Pip and PyPI already or will soon know cases where package metadata is incorrect; how firmly/strictly should metadata correctness be enforced?
There’s general agreement that strictness should be increased; the question is: how quickly and to what extent?
I turned those notes into packaging-problems issue #264 to provide a tracking issue covering the various TODOs necessary to plumb this through the parts of the toolchain. I’m sure I missed stuff; please add things, then I’ll turn bullets into checkboxes and we can make more concentrated progress.
Also, it would be helpful to have versioning_scheme, changelog_url in package metadata and pypi. PYPI should have clearer standards on what needs to be populated before listing.
A consistent framework to store and access this info, would create a market signal / expectation that all of this is necessary info…
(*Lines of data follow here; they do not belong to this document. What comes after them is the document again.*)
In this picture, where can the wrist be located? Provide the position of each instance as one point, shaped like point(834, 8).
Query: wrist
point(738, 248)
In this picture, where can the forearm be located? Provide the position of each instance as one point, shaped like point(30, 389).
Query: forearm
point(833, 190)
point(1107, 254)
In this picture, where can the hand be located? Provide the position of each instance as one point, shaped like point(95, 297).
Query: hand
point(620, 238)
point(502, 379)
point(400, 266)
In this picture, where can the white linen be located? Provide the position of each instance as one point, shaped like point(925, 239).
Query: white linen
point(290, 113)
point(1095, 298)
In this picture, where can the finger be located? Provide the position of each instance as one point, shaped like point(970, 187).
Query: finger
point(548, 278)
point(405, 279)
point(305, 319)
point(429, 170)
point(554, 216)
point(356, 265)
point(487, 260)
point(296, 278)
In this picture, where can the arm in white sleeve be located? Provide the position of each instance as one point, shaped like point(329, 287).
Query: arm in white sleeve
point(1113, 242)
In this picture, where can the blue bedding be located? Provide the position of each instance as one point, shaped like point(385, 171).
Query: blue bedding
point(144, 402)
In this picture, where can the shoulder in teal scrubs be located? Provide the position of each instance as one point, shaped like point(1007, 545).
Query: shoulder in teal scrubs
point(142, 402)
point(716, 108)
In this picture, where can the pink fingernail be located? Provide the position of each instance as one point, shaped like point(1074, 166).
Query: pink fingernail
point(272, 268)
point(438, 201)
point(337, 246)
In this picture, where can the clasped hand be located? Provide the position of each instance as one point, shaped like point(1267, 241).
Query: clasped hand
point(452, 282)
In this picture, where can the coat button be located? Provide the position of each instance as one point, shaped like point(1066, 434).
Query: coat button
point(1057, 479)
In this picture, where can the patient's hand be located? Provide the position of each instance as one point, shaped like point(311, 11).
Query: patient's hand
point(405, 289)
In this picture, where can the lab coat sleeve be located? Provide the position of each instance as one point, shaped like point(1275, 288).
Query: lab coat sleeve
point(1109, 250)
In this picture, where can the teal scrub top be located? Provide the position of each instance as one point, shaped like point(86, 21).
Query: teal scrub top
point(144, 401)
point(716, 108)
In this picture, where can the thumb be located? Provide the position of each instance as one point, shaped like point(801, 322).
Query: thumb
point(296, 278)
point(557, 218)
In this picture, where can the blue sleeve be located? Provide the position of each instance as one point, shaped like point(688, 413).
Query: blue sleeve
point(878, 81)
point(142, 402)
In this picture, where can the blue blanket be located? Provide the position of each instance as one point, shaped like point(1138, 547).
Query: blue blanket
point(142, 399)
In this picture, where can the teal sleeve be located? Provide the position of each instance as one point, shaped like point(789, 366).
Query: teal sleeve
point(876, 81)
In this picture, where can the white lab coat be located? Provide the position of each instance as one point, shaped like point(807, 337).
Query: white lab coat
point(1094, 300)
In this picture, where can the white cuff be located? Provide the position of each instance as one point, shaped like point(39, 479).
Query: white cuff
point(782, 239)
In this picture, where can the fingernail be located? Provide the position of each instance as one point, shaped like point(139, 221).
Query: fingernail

@surfaceowl is changelog_url really necessary? You can already add arbitrary URLs to the side panel on PyPI as project_urls. What would this be used for?
@agronholm – we already have a number of optional fields on core metadata that are helpful for downstream developers - I think changelogs would be similarly useful.
The main interest is to reduce the friction and work needed to reliably understand the summary of material changes between releases of python packages. Today - everyone does this differently, if at all.
Not everyone uses or reliably adheres to semantic versioning. Most package owners don’t publish a changelog at all… while Python itself, and some package owners publish changelogs, some like [pip] and django call them release notes, some have their summaries generated by sphinx… while others point you to commit history, which creates a lot of unneeded work if there are no material changes. This problem is compounded when a dev has update a large number of packages in a project.
Standard metadata for changelogs would:
make it easier to find breaking and major changes
save time when only minor changes - giving devs an easy way to skip digging for info
create a common pathway to find the info - also a timesaver
signal changelogs are important - improving consistency in the python ecosystem.
Relying only on arbitrary URLs, there were be no market signal to devs that changelogs are valuable - and they would not be populated. That seems to be the case today, as many authors don’t add arbitrary URLs for changelogs, even though they can.
Using a standard name in the package description, but enabling devs to link to whatever they want (e.g. releases or changelogs) has the benefit of not forcing a particular style/naming choice.
I think that there are two topics intertwined in your reply: the changelog URL and changelog metadata. Are you proposing standardized changelogs in addition to the changelog_url field in packaging metadata? If so, are there other packaging ecosystems doing the same? Which ones?
Is the issue of tools (e.g. PEP 517 backends) generating bad METADATA files in the scope of this issue?
The reason is that I’m wondering how pip should best behave in the scenario of this issue (“pip 19.1.1 fails to install pendulum 2.0.4”): https://github.com/pypa/pip/issues/6566
It appears as if the poetry backend is generating a METADATA file using an encoding different from what setuptools’ pkg_resources uses to read it. So either the METADATA file is bad or there is a bug somewhere else in the chain. If the former, maybe pip can be checking the integrity of the metadata slightly earlier in its process and providing a better message to the user (and in particular directing users more toward the true cause).
Also, along these lines, can someone point me to the specifications saying how the METADATA file should be encoded? I couldn’t seem to find it, even though I saw that setuptools’ code uses utf-8 to decode when running under Python 3.
I agree that we should be as strict as possible, as soon as possible – let’s figure what that concretely means.
I think the “strictness” enforcement should be more on the PyPI side, i.e. more actively refusing uploads, and pip should grow better error messaging for cases where we want to refuse metadata.
It’ll probably be best to have a shared implementation of these checks so that it is easier to keep tooling “in sync” on this. Ideally, twine check, pip install and PyPI will be backed by the same implementation for checking validity of the metadata.
I looked Core metadata specifications - Python Packaging User Guide and I don’t see any statement on encoding of the file there – I have a feeling that the intent was for it to always be UTF-8 but that never actually made it to the standard.
I think it’ll be a good idea.
@surfaceowl@agronholm the conversation for enhancing the metadata is separate from being more strict in handling current metadata. I think it would be best to start a new thread for it. =)
I couldn’t find any statement either, even when looking at the PEPs themselves. The only relevant thing I could find was in RFC 822, which is referenced by a number of the PEPs. That RFC seems to say that only ascii characters are allowed. I wonder if the PEPs should be clarified or amended regarding the encoding and also say how non-ascii characters are meant to be supported (given that RFC 822 by itself doesn’t seem to support it).